1. Technical Field
The present disclosure relates to the field of processing audio signals. In particular, to a system and method for speech reinforcement.
2. Related Art
In-car communication (ICC) systems may be integrated into an automobile cabin to facilitate communication between occupants of the vehicle by relaying signals captured by microphones and reproducing them in audio transducers within the vehicle. For example, a speech signal received by a microphone near a driver is fed to an audio transducer near third row seats to allow third row occupants to hear the driver's voice clearly. Delay and relative level between a direct speech signal and a reproduced sound of a particular talker at a listener's location are important to ensure the naturalness of conversation. Reproducing the driver's voice in audio transducers situated in close proximity to the occupants may cause the occupants to perceive the driver's voice originating from both the driver's spatial location and from the spatial location of the audio transducers. In many cases, the perception of the driver's voice coming from two different spatial locations may be distracting to the occupants.

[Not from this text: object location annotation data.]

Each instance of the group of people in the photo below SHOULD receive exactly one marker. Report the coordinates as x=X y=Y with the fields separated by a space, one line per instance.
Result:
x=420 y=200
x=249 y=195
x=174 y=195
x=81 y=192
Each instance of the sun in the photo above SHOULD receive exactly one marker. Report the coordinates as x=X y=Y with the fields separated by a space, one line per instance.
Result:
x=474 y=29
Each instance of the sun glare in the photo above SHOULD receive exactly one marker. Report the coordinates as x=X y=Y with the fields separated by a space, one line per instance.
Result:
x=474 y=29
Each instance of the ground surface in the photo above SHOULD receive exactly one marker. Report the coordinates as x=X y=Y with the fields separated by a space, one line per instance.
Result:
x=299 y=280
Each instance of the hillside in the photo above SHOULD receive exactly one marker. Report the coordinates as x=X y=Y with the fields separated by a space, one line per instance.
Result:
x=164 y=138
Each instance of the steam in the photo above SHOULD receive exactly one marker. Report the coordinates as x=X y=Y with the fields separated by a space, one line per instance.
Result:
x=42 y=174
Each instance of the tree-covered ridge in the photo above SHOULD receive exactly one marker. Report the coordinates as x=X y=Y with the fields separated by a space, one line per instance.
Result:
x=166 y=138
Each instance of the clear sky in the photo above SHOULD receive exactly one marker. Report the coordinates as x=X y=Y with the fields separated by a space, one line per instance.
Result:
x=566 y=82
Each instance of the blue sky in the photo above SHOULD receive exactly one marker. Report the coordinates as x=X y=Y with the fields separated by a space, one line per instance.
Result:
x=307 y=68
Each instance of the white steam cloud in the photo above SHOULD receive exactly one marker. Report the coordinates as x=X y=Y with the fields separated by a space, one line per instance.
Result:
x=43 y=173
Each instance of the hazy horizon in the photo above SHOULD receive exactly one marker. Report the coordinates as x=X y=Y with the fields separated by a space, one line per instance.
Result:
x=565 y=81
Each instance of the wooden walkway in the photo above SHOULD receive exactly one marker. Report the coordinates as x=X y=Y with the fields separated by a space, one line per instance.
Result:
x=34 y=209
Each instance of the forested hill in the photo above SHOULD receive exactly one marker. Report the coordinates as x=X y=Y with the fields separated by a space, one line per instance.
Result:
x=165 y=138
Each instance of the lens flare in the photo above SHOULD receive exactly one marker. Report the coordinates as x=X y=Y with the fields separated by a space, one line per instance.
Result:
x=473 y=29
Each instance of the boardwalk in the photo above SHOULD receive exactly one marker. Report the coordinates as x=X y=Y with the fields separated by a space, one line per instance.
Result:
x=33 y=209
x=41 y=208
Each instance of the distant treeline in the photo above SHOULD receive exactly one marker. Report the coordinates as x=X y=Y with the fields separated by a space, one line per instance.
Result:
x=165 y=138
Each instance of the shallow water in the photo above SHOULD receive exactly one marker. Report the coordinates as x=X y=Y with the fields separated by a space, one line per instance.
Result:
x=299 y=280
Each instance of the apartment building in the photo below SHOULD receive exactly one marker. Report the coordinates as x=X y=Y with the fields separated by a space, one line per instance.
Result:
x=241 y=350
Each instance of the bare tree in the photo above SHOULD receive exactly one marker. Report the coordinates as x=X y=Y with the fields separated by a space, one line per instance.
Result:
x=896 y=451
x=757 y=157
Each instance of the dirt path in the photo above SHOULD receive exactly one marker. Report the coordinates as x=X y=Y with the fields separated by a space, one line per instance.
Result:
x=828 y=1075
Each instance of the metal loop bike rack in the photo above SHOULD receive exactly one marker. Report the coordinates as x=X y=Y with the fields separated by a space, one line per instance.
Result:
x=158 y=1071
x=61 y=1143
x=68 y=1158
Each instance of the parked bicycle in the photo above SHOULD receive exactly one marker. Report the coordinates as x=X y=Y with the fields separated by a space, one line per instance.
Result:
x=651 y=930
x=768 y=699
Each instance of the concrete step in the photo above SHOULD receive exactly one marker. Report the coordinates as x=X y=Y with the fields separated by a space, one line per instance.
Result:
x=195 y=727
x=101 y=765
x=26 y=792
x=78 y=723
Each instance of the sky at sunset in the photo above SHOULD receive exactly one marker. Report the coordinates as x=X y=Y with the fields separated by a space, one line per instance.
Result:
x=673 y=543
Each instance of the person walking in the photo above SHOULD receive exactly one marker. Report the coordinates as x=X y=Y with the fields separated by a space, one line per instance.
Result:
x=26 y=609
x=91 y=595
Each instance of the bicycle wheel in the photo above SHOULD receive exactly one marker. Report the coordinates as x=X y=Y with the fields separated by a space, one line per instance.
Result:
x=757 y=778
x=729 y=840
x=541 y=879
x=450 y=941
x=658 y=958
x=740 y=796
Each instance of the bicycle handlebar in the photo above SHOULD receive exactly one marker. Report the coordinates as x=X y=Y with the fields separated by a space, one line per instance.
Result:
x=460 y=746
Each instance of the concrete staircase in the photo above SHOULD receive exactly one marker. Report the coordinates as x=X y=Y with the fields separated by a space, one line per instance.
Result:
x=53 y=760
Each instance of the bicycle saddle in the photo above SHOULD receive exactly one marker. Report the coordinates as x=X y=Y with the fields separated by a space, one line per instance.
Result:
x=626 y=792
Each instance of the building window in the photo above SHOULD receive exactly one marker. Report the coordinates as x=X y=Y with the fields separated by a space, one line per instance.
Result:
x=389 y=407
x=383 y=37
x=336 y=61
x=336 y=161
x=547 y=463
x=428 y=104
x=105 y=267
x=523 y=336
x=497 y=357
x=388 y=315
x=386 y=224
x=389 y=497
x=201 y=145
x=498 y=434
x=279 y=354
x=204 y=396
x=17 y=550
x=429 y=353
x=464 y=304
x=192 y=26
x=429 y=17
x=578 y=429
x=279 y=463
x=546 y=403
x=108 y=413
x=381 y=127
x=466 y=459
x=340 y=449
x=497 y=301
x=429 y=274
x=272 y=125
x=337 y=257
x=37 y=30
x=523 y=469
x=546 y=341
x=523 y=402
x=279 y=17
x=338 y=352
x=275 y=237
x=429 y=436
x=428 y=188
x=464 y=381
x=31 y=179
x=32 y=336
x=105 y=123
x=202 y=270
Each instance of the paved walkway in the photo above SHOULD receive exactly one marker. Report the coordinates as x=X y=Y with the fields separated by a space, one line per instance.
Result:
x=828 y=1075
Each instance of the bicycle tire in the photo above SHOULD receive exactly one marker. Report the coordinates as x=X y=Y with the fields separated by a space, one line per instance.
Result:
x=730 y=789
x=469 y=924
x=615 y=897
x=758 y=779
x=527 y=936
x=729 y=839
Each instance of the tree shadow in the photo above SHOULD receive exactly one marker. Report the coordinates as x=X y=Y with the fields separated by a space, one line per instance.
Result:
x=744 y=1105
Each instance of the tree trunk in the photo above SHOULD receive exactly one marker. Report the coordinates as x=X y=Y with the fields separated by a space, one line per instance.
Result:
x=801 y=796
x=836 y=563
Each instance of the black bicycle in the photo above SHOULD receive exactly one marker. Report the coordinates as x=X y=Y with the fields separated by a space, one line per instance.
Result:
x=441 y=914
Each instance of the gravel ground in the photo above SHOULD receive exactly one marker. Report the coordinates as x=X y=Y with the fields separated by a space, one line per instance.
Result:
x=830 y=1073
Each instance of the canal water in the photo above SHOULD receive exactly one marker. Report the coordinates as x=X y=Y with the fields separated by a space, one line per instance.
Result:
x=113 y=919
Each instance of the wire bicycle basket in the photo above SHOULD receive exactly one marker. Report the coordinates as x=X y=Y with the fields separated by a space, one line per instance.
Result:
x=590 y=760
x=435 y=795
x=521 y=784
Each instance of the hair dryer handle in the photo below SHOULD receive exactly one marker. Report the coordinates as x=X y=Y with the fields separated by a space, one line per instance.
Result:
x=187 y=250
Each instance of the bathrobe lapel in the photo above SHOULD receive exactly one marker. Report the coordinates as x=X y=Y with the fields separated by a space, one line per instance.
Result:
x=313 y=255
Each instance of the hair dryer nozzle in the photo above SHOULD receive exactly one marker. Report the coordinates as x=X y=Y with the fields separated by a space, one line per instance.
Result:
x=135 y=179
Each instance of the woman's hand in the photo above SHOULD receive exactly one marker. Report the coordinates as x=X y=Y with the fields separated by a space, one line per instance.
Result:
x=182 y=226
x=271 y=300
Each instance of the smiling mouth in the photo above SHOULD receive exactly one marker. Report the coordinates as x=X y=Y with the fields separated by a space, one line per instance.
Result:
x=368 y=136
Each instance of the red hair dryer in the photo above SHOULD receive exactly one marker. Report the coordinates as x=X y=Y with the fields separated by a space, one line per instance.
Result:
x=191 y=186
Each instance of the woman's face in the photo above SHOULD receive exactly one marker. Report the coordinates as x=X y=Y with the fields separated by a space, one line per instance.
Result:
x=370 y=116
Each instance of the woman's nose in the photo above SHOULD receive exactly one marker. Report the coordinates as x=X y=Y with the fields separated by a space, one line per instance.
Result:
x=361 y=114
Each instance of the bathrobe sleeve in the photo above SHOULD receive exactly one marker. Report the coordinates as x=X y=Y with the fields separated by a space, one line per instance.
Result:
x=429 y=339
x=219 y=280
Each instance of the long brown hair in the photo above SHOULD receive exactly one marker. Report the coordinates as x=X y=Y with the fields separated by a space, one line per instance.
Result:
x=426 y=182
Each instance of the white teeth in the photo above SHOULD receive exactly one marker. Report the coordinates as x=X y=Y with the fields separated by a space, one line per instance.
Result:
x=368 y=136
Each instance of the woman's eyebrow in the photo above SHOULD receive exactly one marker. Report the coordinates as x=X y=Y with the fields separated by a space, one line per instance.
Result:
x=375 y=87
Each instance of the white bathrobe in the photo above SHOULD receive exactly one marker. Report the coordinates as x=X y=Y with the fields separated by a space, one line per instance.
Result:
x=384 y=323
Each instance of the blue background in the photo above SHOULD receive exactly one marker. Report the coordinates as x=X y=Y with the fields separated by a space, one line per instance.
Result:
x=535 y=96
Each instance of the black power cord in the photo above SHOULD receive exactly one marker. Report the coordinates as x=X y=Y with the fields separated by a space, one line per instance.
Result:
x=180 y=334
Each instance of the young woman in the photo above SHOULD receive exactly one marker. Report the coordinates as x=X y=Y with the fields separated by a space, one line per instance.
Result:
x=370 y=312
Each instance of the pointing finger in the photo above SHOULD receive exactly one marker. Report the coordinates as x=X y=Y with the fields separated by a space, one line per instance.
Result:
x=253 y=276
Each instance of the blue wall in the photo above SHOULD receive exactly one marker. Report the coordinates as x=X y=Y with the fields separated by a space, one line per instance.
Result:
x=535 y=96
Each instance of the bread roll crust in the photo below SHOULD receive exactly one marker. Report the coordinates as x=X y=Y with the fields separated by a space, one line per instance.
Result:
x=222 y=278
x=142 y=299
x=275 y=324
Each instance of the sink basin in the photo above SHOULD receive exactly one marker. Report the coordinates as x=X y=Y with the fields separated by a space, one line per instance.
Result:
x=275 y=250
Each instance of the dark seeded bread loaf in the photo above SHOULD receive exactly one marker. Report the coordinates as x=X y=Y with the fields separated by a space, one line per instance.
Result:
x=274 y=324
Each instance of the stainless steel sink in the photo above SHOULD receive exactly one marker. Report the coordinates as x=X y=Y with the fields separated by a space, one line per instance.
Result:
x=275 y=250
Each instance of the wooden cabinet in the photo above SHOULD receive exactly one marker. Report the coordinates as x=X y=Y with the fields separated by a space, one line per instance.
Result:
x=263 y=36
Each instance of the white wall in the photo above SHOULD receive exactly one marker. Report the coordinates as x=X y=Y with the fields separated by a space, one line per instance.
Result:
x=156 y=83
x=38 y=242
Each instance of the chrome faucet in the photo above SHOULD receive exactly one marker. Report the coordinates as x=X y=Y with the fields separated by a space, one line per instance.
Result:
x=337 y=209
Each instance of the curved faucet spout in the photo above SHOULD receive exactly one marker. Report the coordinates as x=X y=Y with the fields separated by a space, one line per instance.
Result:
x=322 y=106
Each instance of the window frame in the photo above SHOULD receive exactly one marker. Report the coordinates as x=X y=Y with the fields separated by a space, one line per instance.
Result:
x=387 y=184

The system and method may be better understood with reference to the following drawings and description. The components in the figures are not necessarily to scale, emphasis instead being placed upon illustrating the principles of the disclosure. Moreover, in the figures, like referenced numerals designate corresponding parts throughout the different views.
Other systems, methods, features and advantages will be, or will become, apparent to one with skill in the art upon examination of the following figures and detailed description. It is intended that all such additional systems, methods, features and advantages be included with this description and be protected by the following claims.
A system and method for speech reinforcement may determine the spatial location of an audio source and the spatial location of a listener. An audio signal generated by the audio source may be captured. The spatial location, relative to the listener, of two or more audio transducers that emit a reinforcing audio signal to reinforce the audio signal may be determined. The captured audio signal may be used to generate, responsive to the spatial location of the audio source, the spatial location of the listener and the spatial location of the two or more audio transducers, the reinforcing audio signal such that, when emitted by the two of more audio transducers, the listener perceives a source of the reinforcing audio signal to be spatially located in substantially the spatial location of the audio source thereby reinforcing the audio signal.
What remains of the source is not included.